Speaker: Amit Sahai
Affiliation: MIT
Date: 3/30/00
Time & Location: 4:15 PM, B17 Upson Hall
Host: Jon Kleinberg
Title: Statistical Zero Knowledge
Zero-knowledge proofs, introduced by Goldwasser, Micali, and Rackoff, are fascinating constructs which enable one party (the "prover") to convince another party (the "verifier") that some assertion is true, without revealing anything else to the verifier. In addition to being powerful tools for constructing secure cryptographic protocols, zero-knowledge proofs yield rich classes of computational problems that are of complexity-theoretic interest as well.

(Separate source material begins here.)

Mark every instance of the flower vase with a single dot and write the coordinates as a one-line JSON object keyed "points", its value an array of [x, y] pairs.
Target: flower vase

In this talk, we investigate *statistical* zero-knowledge proofs, which are zero-knowledge proofs where the condition that nothing is revealed to the verifier is interpreted in a strong information-theoretic sense.
We establish two main results about statistical zero-knowledge proofs:
- We show that the class of all problems possessing statistical zero-knowledge
proofs has a natural complete problem. This problem provides a new and simple
characterization of statistical zero knowledge -- one which makes no reference
to interaction or zero knowledge.
- We show how to transform any interactive proof that is statistical zero
knowledge only for an honest verifier (i.e., a verifier that follows the
specified protocol) into one which is also zero knowledge against dishonest
verifiers -- ones that may deviate arbitrarily from the specified protocol.
Using these results, we are able to unify and simplify nearly all previously known results about statistical zero knowledge, and prove several results answering many fundamental questions in this area.
An important feature of all our results is that, unlike many results in cryptography, we require no unproven assumptions.